= Office of the Chief Herald of Arms of Malta =

Heraldic authority in Malta

The Office of the Chief Herald of Arms of Malta is the official heraldic authority of the Republic of Malta. Established in 2019, it grants and registers coats of arms and badges for citizens and institutions in Malta and other countries. The office, which is an agency of Heritage Malta, is headed by the Chief Herald of Arms of Malta, who is assisted by a deputy, a few pursuivants, and a registrar.

==Establishment of the office==
The office was established by Heritage Malta, by means of an official notice announcing the appointment of the first Chief Herald with effect from 21 March 2019. However, the validity of the appointment was questioned on the grounds that the Cultural Heritage Act, under which Heritage Malta operates, did not refer to heraldry. An investigation by the Maltese ombudsman in 2021 concluded that the establishment of the office was "somewhat defective", the provisions of the Act did not appear to have been correctly followed, and the powers granted to the Office went beyond what was permitted by the Act. The situation was rectified by an amendment to the Act in 2021. Regulations placing the office on a firm statutory basis were gazetted in December 2021, and came into effect on 21 January 2022.

==Grants and registrations of arms==
The regulations authorise the Chief Herald of Arms to
- devise and grant arms, by Letters Patent, to individuals and bodies corporate;
- register arms which have been granted to individuals or bodies corporate by heraldry authorities in other countries, and issue them with Certificates of Registration.

Personal arms granted by Letters Patent devolve to the grantee's descendants, with the application of cadency or differencing where appropriate. A grant of corporate arms evidently applies only for as long as the grantee organisation exists, and must be suspended if it is dissolved, abolished, wound up or becomes bankrupt.

A Certificate of Registration serves only as proof that the arms have been registered.

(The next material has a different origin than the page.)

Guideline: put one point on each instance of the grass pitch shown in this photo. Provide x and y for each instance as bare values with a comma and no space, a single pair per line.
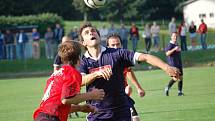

Information published by the office in April 2022 indicates that :
- a grant of personal arms may be made to citizens of Malta and to citizens of other countries, and is "a singular honour issued at the discretion of the Chief of Herald of Arms," based on the following criteria : (a) any honours received, (b) involvement of the applicant in public life, together with other merits and activities, (c) professional qualifications held by the applicant, and (d) membership of orders of chivalry;
- when considering an application for a grant of impersonal (corporate) arms, the Chief Herald of Arms will consider (a) the nature of the institution, to ensure that it is non-controversial and socially acceptable, (b) how long it has been in existence, and (c) the number of members it has.

==Chief Herald of Arms of Malta==
The first incumbent of the office is Dr Charles A. Gauci, who was appointed with effect from 21 March 2019, and re-appointed, after the legislative difficulties had been dealt with, in January 2022. The appointment is for three years, but can be renewed for further three-year periods.